Микки Второй должен был стать его преемником, а может, даже кое в чем своего тезку и превзойти.

Так ожидалось…

Его взяли двухмесячным. Выбрали из шести других щенков, хотя он был рыжим, а Микки Первый тигровым, но решили, ладно, лишь бы порода одна. Они хотели именно боксера, считали боксеров умнейшими из собак. Наверно, тоже из-за Микки Первого — они его так любили!

Микки Второго поместили туда же, где жил Микки Первый, в углу, рядом с буфетом. Там на обоях осталось продолговатое пятно- как бы тень Микки Первого.

Но Микки Второй ничего о предшественнике своем не знал. Воспринимал жизнь, окружающих по-щенячьи беспечно: грыз хозяйскую обувь, расплескивал молоко, пытался ухватить себя за хвост и злился, что у него это никак не получается.

Ему исполнился год, что приравнивается примерно к человеческому шестнадцатилетию. Он стал сильным, ловким, но все еще был наивен и в чем-то даже, пожалуй, глуп. И развлечения его оставались все теми же щенячьими, и он все так же по-щенячьи забывал, что ему можно делать, а что нельзя: влезал на диван, хотя его оттуда сгоняли, прыгал, чуть не сбивая хозяев с ног. Но однажды услышал, как они сказали: «Да, Микки Первый был в этом возрасте умней».

Наверно, они уже не в первый раз так говорили, сравнивали Микки Второго с Микки Первым, но для него это было неожиданностью-их опечаленные, разочарованные лица.

Микки Второй посмотрел на них недоуменно: ревность, соперничество не были пока ему знакомы, но он почувствовал какую-то странную слабость, и будто что-то сдавило в груди.

А ведь они ему прекрасную жизнь создали: сыт, ухожен, и ответственности почти никакой.
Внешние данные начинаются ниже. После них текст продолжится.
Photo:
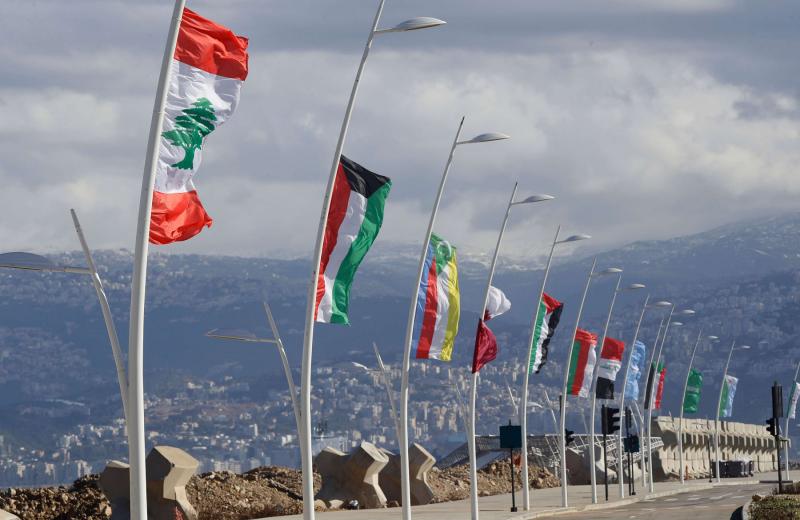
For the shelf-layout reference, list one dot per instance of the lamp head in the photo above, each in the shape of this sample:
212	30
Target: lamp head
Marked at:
414	24
539	197
574	238
486	138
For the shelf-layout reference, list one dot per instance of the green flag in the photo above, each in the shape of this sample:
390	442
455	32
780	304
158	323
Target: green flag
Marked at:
692	397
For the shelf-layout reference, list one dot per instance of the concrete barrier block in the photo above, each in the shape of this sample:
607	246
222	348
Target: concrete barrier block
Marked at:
353	476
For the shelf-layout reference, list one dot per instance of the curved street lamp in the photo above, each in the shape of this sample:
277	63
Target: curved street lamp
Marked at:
528	363
402	430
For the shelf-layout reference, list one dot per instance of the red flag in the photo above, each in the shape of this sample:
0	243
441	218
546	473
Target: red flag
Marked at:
485	347
660	391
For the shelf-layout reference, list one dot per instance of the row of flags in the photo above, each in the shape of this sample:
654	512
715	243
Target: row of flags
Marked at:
209	66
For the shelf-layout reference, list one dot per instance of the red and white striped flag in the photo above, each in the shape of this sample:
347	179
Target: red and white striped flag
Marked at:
208	68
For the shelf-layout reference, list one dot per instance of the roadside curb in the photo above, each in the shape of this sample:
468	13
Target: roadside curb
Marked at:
628	501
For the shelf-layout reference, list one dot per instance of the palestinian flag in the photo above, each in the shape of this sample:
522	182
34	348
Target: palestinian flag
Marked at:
547	317
581	364
610	363
438	302
208	68
691	400
354	220
662	376
485	347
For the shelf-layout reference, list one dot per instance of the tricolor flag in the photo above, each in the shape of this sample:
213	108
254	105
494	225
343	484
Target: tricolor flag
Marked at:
438	302
354	219
728	391
610	363
496	304
795	393
691	401
581	365
635	372
208	68
662	376
485	347
547	318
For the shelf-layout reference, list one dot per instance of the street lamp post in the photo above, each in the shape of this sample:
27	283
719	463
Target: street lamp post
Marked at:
719	403
249	337
526	367
473	463
645	306
563	418
31	262
402	431
683	398
308	336
593	387
650	403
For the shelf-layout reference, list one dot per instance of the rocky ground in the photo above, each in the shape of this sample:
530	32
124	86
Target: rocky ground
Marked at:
262	492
Но, может, ответственности как раз ему и недоставало?

Его существование было абсолютно безмятежным. Вот другие собаки, бывает, ночи напролет не спят, сторожат, охраняют покой своих хозяев. А Микки Второй таких забот не знал: спал крепко, сладко и только иногда пугался вдруг чего-то во сне, но ему говорили: «Спи, все в порядке», — и он снова засыпал, без тревог, без волнений.
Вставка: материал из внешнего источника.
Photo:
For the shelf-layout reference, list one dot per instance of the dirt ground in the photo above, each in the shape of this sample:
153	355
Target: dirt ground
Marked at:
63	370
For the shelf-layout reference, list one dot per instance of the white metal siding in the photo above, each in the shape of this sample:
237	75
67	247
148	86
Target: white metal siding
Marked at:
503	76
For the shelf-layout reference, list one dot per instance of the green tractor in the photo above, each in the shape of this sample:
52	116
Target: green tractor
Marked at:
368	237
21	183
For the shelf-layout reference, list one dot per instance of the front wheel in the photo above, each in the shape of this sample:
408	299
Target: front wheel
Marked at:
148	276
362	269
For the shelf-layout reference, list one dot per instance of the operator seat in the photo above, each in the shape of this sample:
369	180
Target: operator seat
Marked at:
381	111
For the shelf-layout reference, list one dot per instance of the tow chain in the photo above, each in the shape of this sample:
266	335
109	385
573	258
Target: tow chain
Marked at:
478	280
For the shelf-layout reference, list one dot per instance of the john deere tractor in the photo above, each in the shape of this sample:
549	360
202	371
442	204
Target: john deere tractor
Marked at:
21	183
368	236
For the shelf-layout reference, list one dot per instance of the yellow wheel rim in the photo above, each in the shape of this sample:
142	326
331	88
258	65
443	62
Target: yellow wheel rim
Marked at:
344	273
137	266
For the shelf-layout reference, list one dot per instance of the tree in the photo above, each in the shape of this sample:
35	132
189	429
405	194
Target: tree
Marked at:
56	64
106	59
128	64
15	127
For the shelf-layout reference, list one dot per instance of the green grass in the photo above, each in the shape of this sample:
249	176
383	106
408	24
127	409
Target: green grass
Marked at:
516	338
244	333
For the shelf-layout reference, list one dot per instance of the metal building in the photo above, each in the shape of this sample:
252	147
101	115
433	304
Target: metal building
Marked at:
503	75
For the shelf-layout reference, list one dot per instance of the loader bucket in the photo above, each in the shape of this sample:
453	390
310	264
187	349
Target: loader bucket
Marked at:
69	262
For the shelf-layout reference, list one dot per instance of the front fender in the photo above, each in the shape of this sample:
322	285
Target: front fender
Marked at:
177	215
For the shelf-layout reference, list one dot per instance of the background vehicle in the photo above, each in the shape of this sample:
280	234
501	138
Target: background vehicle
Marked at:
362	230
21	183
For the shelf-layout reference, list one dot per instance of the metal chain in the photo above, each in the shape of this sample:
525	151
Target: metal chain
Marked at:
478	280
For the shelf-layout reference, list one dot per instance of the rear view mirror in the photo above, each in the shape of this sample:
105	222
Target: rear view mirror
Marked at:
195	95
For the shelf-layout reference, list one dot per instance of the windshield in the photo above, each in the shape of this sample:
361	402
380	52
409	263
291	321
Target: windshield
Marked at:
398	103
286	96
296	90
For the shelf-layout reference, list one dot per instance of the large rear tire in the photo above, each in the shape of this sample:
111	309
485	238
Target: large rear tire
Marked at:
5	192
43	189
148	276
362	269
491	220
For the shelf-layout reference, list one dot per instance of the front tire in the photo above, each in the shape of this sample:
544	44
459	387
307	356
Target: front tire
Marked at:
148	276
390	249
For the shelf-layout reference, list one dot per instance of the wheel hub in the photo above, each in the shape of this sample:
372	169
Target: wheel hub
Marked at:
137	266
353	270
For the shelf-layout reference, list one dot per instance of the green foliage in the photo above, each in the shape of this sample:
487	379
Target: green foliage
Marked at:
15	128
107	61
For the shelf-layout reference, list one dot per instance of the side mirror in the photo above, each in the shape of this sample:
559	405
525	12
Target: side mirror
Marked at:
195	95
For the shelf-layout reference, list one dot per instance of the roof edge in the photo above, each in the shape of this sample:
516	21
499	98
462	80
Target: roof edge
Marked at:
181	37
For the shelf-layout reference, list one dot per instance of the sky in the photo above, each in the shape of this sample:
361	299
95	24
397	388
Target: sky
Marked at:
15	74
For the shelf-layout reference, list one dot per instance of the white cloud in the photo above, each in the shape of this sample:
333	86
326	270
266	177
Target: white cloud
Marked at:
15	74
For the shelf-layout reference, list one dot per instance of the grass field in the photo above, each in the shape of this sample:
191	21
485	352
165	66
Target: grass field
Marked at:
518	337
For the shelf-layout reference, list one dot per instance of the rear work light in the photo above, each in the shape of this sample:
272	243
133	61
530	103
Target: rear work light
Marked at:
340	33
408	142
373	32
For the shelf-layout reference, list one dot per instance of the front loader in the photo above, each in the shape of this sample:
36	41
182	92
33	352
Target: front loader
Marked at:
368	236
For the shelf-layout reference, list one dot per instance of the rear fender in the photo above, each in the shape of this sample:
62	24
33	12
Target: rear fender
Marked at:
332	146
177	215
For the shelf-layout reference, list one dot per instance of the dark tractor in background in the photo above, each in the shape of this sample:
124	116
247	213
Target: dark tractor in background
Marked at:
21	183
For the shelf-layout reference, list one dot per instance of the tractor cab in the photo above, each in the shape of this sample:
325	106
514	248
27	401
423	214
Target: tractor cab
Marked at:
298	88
Он и не думал, что у собак могут быть какие-то обязанности. Как-то так получилось, что забыли ему объяснить. А может, и считали это ненужным. Ведь они хотели его просто любить- только любить. А еще, чтобы он заменил им Микки Первого.

Но собачье время летит так же быстро, как и у людей. Микки Второй, сам того не заметив, стал солидным взрослым псом, но только внешне, потому что в душе он по-прежнему оставался щенком, и восторги у него были щенячьи, и огорчения. К примеру, он мог весь день грустить, что задевалась куда-то его кость, хотя он сам же ее запрятал у ножки дивана- но забыл, потому что память у него была тоже щенячья.

Его любили. Правда, с оттенком некоторого сожаления, как дурачка, обделенного от природы умом. И очень боялись, как бы он не сбежал: ведь, говорили, пропадет, совсем он не приспособлен к жизни.

А он и не думал удирать. Ему и в голову не приходило, что такое возможно. Он прекрасно себя чувствовал за зеленым высоким забором и считал, что это и есть весь мир.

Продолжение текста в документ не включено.